Porque ahí está la gracia de esta (más o menos) ficción televisiva: que, igual que ocurría con el libro de Javier Giner en el que está basada, te enfrenta a un espejo en el que te vas a ver reflejado aunque no hayas pasado por una adicción y un proceso de rehabilitación como el que aquí se retrata de la mejor forma posible. Es decir: con el mayor de los equilibrios y huyendo del sensacionalismo.
Al fin y al cabo, la serie mantiene la estructura del libro original, concentrando en el angustioso primer capítulo la locura previa al ingreso en desintoxicación y reservando para el episodio final el abordaje de la vida del ex-adicto… pero poniendo ciertos límites (¡esos límites tan importantes!). Todo lo que hay en medio está reservado a la estancia de Giner en el centro en el que aprende a vivir sin las substancias a las que es adicto (cocaína y alcohol).
Lo interesante es que “Yo, Adicto” borda el equilibrio entre los extremos entre los que pendula el protagonista y, con él, el espectador. Por un lado, la mezcla de angustia y ansiedad que se plasma no solo de forma frontal (los estragos de la adicción), sino también en la lateralidad de los estallidos durante la terapia contra los demás, contra sí mismo, contra su familia. Por otro lado, la trenza de ternura y vulnerabilidad en los que Javi aprende a conectar con los demás y consigo mismo. Jodido equilibrio que seguro que te suena a ti tanto como me suena a mí.

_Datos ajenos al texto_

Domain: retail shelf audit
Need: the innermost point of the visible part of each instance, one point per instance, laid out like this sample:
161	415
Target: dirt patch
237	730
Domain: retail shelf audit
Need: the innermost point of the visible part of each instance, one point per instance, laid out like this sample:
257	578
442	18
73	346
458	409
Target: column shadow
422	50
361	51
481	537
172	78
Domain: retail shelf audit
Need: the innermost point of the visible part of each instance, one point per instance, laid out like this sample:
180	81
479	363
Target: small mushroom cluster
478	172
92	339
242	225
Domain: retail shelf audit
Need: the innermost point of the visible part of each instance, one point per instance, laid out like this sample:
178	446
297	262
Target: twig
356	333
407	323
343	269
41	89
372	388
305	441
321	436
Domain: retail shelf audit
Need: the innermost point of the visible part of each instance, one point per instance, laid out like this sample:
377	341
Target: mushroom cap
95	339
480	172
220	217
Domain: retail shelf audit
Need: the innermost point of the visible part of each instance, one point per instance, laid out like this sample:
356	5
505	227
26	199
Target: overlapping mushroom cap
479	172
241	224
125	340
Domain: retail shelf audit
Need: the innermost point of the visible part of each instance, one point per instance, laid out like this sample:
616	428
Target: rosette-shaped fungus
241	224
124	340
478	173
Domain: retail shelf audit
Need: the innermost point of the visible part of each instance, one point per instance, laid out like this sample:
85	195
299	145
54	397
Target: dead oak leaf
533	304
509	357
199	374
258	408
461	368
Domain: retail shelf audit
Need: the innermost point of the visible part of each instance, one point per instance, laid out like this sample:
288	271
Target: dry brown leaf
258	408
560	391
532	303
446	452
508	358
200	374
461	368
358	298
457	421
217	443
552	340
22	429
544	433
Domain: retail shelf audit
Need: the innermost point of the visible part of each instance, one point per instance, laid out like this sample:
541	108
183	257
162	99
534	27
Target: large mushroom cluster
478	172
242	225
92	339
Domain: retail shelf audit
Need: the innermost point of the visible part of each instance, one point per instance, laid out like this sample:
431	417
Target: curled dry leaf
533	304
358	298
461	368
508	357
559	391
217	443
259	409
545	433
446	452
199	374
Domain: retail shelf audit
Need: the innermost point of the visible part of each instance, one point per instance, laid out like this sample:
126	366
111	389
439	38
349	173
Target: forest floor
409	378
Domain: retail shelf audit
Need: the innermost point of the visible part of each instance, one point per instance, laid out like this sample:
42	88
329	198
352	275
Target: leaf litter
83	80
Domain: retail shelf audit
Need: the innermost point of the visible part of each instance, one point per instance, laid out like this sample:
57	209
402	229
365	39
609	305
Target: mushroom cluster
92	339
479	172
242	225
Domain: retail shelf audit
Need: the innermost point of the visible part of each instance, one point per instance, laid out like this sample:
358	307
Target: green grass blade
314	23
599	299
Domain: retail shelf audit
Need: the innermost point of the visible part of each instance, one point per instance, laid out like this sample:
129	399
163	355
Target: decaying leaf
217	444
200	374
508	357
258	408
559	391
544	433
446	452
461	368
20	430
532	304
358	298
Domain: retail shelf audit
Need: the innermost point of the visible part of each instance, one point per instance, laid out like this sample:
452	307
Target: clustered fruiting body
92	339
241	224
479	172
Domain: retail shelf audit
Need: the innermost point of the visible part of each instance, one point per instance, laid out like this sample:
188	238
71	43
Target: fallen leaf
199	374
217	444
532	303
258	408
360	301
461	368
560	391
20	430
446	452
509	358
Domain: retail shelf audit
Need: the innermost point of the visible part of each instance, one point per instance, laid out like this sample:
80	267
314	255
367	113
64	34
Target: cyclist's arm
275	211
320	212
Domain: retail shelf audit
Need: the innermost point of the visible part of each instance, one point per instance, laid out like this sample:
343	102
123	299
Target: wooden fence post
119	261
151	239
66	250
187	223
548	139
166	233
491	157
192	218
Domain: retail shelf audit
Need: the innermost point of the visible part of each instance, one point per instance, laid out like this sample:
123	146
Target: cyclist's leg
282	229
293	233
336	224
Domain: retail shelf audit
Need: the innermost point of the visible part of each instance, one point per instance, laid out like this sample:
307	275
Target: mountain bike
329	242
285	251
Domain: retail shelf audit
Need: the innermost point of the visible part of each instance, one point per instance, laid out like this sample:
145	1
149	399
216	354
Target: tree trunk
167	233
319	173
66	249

Porque repito: el secreto de “Yo, Adicto” reside en que, partiendo de algo tan acotado como un momento concreto de la existencia de Giner, alcanza una universalidad desbordante. La serie te conecta inevitablemente con miedos que compartimos todos como el temor a perder el control en esas noches de fiesta en las que te dejas ir asumiendo que eso significa no saber hacia dónde te llevará el amanecer. Y no solo eso, sino que también te recuerda la importancia de los vínculos afectivos, de aprender a valorarte y a quererte (“eres suficiente”), de aceptar tus limitaciones (“no lo sé”) y marcar tus límites de la misma forma en la que los marca la misma serie cuando, por ejemplo, decide que no te explicará qué pasó con determinados adictos que compartieron proceso con Javi.
Si “Yo, Adicto” me ha hecho sufrir y llorar tanto, es porque yo también necesitaba, necesito y necesitaré aprender y seguir re-aprendiendo todos estos preceptos. Al fin y al cabo, no puedo evitar verme reflejado en algunos rasgos de Giner que él mismo señala como parte del problema que le condujo a la adicción: ser un bocazas con tendencia a la arrogancia, al name dropping y al coolism como forma de ocultar que, en el fondo, te sientes chiquitito. Pero es que, ¿quién no se siente chiquitito en esta era de las redes sociales que han creado un entramado destinado precisamente a mermar la auto-estima de todos y cada uno de nosotros?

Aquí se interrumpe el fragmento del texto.